Vivemos tempos bizarros, e infelizmente temo-los aceite com estranha e preocupante indiferença. Não sei se os costumes são brandos, se o povo é sereno, ou se somos todos uma cambada de carneiros. Tenho dúvidas.

O que sei é que não podemos permitir que um ministro nos diga o que a ministra da saúde nos disse no passado dia 2 de maio para justificar uns ajuntamentos e proibir outros, que “as instituições têm sempre uma outra forma de representação social que os indivíduos não têm”. Não podemos permitir porque essa seria provavelmente a justificação que um ministro de Salazar daria precisamente para justificar uns ajuntamentos e proibir outros.

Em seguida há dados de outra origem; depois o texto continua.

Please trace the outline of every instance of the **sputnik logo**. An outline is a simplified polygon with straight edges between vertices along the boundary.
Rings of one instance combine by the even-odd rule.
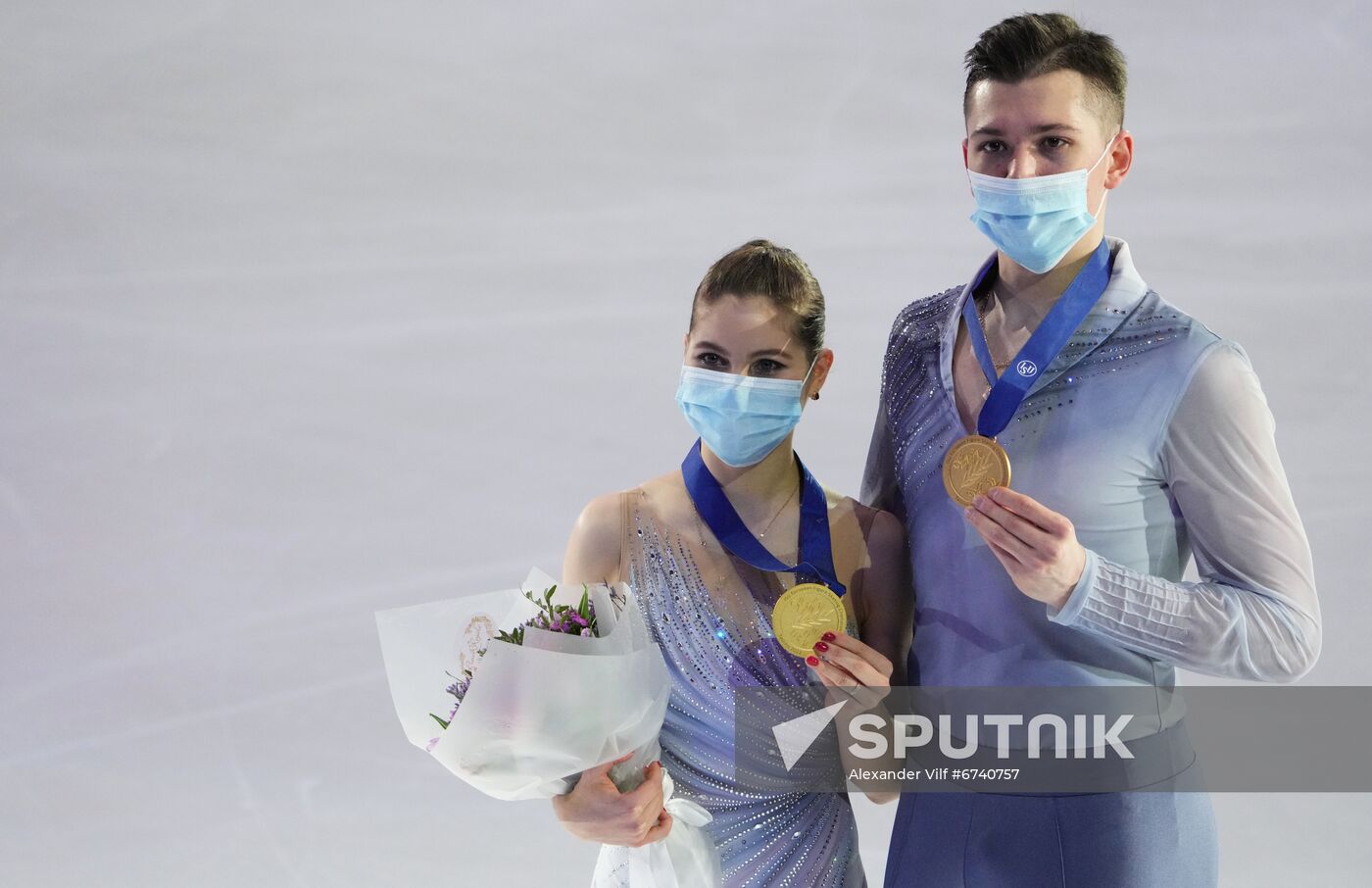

Não podemos dizer que este autoritarismo é bom porque é de esquerda.

Assistimos ao folclore que foi o 1º de Maio na Alameda. Assistimos à segunda figura do Estado a espumar ódio, enquanto se recusava a andar “mascarado”, para enfiar a dita máscara apenas uns dias mais tarde, numa atitude que o envergonhou tanto a ele quanto ao Estado que ele representa. E assistimos agora à polícia marítima a expulsar cidadãos, absolutamente isolados dos demais, do areal e da água porque cometeram o crime de lesa pátria de ousarem sentar-se no chão ou dar um mergulho. E ouvimos nos megafones as palavras que pensávamos terem ficado nos livros de história: “Cumpra as ordens da autoridade! Cumpra as ordens da autoridade!”.

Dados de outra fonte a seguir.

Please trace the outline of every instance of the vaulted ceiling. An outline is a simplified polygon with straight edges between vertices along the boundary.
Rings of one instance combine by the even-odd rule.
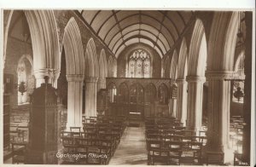
[[[160,56],[183,32],[191,11],[164,10],[79,10],[85,22],[116,57],[125,47],[143,43]]]

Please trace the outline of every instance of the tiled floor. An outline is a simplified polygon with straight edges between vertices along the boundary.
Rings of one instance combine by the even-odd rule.
[[[145,127],[127,127],[109,164],[147,165]]]

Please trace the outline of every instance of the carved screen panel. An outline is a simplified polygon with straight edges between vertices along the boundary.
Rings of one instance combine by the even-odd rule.
[[[130,88],[130,104],[143,104],[144,90],[142,85],[135,84]]]
[[[158,88],[158,98],[160,104],[168,104],[168,88],[165,84],[161,84]]]
[[[149,84],[145,90],[145,103],[154,103],[156,96],[156,88],[153,84]]]
[[[119,103],[128,103],[129,92],[128,87],[125,83],[122,83],[118,89],[118,101]]]
[[[108,85],[108,89],[109,102],[115,103],[116,102],[116,96],[117,96],[115,84],[114,83],[110,83]]]

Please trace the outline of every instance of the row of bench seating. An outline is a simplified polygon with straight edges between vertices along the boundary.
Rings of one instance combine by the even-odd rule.
[[[148,164],[202,164],[206,136],[194,135],[173,118],[148,118],[145,127]]]
[[[84,156],[62,159],[62,164],[108,164],[125,130],[125,118],[103,116],[84,120],[83,131],[71,127],[61,132],[61,141],[63,153]]]

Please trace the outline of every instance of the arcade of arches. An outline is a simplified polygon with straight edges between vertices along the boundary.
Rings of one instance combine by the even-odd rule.
[[[146,156],[141,164],[169,164],[169,153],[150,154],[150,128],[165,123],[183,130],[181,143],[186,135],[203,141],[201,157],[189,164],[217,158],[217,164],[249,165],[252,21],[250,11],[4,10],[4,147],[20,131],[24,142],[33,140],[33,92],[47,76],[56,89],[59,134],[74,127],[85,134],[89,122],[98,127],[108,118],[123,128],[107,164],[126,156],[119,146],[127,134],[144,130],[137,135],[145,142],[138,147]],[[165,141],[159,130],[156,138]],[[65,148],[63,136],[55,137]],[[6,149],[8,162],[13,153]],[[186,164],[183,158],[176,163]]]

Não pode ser um decreto governamental a dizer se o “Natal é mais importante do que o aniversário”. Ou se o 1º de Maio é mais importante do que o 13 de Maio, para um merecer autocarros pagos pelo erário público a transportar os sindicalistas e o outro merecer 3.500 militares a guardar os fiéis. Ou se uma coreografia da CGTP é mais importante do que o funeral dos nossos pais e dos nossos avós. Porque, no dia em que aceitarmos que nos digam isso sem nos revoltarmos, teremos desistido da democracia. Infelizmente, já estivemos mais longe.